Matsuda, Yoshinobu; Hasuo, Hideaki; Narita, Keiichi; Matsuoka, Hiromichi; Morita, Ryo; Kiuchi, Daisuke; Ikari, Tomoo; Hori, Tetsuo; Okazaki, Koya; Sakai, Kiyohiro; Aiki, Sayo; Okabayashi, Hiroko; Oyamada, Shunsuke; Ariyoshi, Keisuke; Tokoro, Akihiro; Fukunaga, Mikihiko.
Afiliación
  • Matsuda Y; Department of Psychosomatic Internal Medicine, National Hospital Organization Kinki-Chuo Chest Medical Center, Sakai, Japan matsuda.yoshinobu.tx@mail.hosp.go.jp.
  • Hasuo H; Department of Psychosomatic Medicine, Kansai Medical University, Hirakata, Japan.
  • Narita K; Graduate School of Medicine, Kyoto University, Kyoto, Japan.
  • Matsuoka H; Department of Psycho-Oncology, National Cancer Center Hospital, Tokyo, Japan.
  • Morita R; Department of Respiratory Medicine, Akita Kosei Medical Center, Akita, Japan.
  • Kiuchi D; Department of Palliative Medicine, National Cancer Center Hospital, Tokyo, Japan.
  • Ikari T; Department of Palliative Medicine, Tohoku University Graduate School of Medicine, Sendai, Japan.
  • Hori T; Department of Clinical Oncology and Palliative Medicine, Mitsubishi Kyoto Hospital, Kyoto, Japan.
  • Okazaki K; Department of Respiratory Medicine, Hyogo Prefectural Amagasaki General Medical Center, Amagasaki, Japan.
  • Sakai K; Department of Psychosomatic Medicine, Kindai University Faculty of Medicine Hospital, Osakasayama, Japan.
  • Aiki S; Department of Palliative Care, National Hospital Organization Osaka National Hospital, Osaka, Japan.
  • Okabayashi H; Department of Respiratory Medicine, Kanagawa Cardiovascular and Respiratory Center, Yokohama, Japan.
  • Oyamada S; JORTC Data Centre, NPO, Tokyo, Japan.
  • Ariyoshi K; JORTC Data Centre, NPO, Tokyo, Japan.
  • Tokoro A; Department of Psychosomatic Internal Medicine, National Hospital Organization Kinki-Chuo Chest Medical Center, Sakai, Japan.
  • Fukunaga M; Department of Psychosomatic Medicine, Kansai Medical University, Hirakata, Japan.
BMJ Support Palliat Care ; 13(e3): e1126-e1132, 2024 Jan 08.
Article en En | MEDLINE | ID: mdl-38557730
ABSTRACT

OBJECTIVES:

Dyspnoea is a common and distressing symptom in patients with cancer.
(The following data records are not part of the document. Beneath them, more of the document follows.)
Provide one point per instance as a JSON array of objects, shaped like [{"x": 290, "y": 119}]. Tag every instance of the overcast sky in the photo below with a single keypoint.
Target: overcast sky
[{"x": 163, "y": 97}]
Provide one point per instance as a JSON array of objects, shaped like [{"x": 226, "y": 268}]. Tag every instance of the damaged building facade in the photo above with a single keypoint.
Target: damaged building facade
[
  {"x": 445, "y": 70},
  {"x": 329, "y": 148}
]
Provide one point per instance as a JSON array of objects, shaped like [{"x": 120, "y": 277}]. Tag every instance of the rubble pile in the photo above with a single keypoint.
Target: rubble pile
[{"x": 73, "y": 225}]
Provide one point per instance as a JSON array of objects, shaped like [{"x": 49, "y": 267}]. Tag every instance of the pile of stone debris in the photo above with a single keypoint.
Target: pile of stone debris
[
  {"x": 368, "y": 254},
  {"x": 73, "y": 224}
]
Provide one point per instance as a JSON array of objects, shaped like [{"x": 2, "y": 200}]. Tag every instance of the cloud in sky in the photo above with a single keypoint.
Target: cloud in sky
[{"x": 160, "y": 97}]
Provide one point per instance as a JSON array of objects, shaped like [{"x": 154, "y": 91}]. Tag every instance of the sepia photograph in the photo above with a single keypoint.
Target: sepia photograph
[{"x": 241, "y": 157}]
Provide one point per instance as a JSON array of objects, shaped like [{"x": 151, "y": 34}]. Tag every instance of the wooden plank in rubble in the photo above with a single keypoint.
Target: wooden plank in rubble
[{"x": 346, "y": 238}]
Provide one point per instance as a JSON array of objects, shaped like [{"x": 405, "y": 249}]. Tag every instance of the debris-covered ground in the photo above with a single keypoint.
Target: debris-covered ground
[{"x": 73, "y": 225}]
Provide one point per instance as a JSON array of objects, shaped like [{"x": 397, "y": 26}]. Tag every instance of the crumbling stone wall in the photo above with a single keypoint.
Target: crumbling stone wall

We aimed to analyse the association between dyspnoea and related factors and to estimate their causal relationship.

METHODS:

A cross-sectional study was conducted. Patients with cancer with dyspnoea and a mean Numerical Rating Scale (NRS) of ≥3 over 24 hours were enrolled at 10 institutions in Japan from December 2019 to February 2021. The outcomes included dyspnoea, cough and pain NRS over 24 hours, Eastern Cooperative Oncology Group Performance Status, Hospital Anxiety and Depression Scale, Somatosensory Amplification Scale, opioids for dyspnoea and respiratory failure. Path analyses were conducted to estimate the direct and indirect paths with reference to dyspnoea and related factors.

RESULTS:

A total of 209 patients were enrolled and 208 patients were included in the analysis. Cough worsened dyspnoea (ß=0.136), dyspnoea increased emotional distress (ß=1.104), emotional distress increased somatosensory amplification (ß=0.249) and somatosensory amplification worsened cough (ß=0.053) according to path analysis.

CONCLUSION:

There may be a vicious circle among dyspnoea and related factors cough worsened dyspnoea, dyspnoea increased emotional distress, emotional distress increased somatosensory amplification and somatosensory amplification worsened cough. When treating dyspnoea in patients with cancer, managing these factors aimed at interrupting this vicious circle may be useful. TRIAL REGISTRATION NUMBER UMIN Clinical Trials Registry (UMIN000038820).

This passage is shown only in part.